Anisotropic diffusion of point defects in a two-dimensional crystal of streptavidin observed by high-speed atomic force microscopy.

The diffusion of individual point defects in a two-dimensional streptavidin crystal formed on biotin-containing supported lipid bilayers was observed by high-speed atomic force microscopy. The two-dimensional diffusion of monovacancy defects exhibited anisotropy correlated with the two crystallographic axes in the orthorhombic C 222 crystal; in the 2D plane, one axis (the a-axis) is comprised of contiguous biotin-bound subunit pairs whereas the other axis (the b-axis) is comprised of contiguous biotin-unbound subunit pairs. The diffusivity along the b-axis is approximately 2.4 times larger than that along the a-axis. This anisotropy is ascribed to the difference in the association free energy between the biotin-bound subunit-subunit interaction and the biotin-unbound subunit-subunit interaction. The preferred intermolecular contact occurs between the biotin-unbound subunits.

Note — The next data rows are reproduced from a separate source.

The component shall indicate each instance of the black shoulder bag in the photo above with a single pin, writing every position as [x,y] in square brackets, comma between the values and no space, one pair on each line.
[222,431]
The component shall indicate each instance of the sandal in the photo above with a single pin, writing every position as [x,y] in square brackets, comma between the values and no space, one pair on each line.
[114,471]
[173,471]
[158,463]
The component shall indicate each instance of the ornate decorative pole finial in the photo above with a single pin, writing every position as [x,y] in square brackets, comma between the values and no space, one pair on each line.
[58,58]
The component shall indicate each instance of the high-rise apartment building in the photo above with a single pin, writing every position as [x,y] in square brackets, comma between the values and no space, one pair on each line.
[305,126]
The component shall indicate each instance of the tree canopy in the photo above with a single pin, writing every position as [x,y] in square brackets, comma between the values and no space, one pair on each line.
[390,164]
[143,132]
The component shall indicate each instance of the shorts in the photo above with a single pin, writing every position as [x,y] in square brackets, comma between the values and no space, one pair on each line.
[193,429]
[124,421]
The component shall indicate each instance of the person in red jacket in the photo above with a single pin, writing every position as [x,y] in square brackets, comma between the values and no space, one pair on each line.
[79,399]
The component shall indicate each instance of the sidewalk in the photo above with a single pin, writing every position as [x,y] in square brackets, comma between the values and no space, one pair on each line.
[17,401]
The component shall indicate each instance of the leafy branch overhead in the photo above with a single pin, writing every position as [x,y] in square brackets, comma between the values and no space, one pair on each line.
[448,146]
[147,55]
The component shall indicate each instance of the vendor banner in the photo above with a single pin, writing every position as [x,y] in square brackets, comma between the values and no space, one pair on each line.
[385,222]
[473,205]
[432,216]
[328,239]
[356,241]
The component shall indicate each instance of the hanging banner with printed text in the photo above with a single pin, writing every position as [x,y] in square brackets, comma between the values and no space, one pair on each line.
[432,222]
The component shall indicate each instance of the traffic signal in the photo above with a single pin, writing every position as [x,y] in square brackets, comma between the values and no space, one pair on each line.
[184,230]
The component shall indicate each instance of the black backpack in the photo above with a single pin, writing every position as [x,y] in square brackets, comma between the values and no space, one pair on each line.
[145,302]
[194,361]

The difference in the intermolecular binding energy between the two types of subunit pair is estimated to be approximately 0.52 kcal mol(-1). Another observed dynamic behavior of point defects was fusion of two point defects into a larger defect, which occurred much more frequently than the fission of a point defect into smaller defects. The diffusivity of point defects increased with increasing defect size. The fusion and the higher diffusivity of larger defects are suggested to be involved in the mechanism for the formation of defect-free crystals.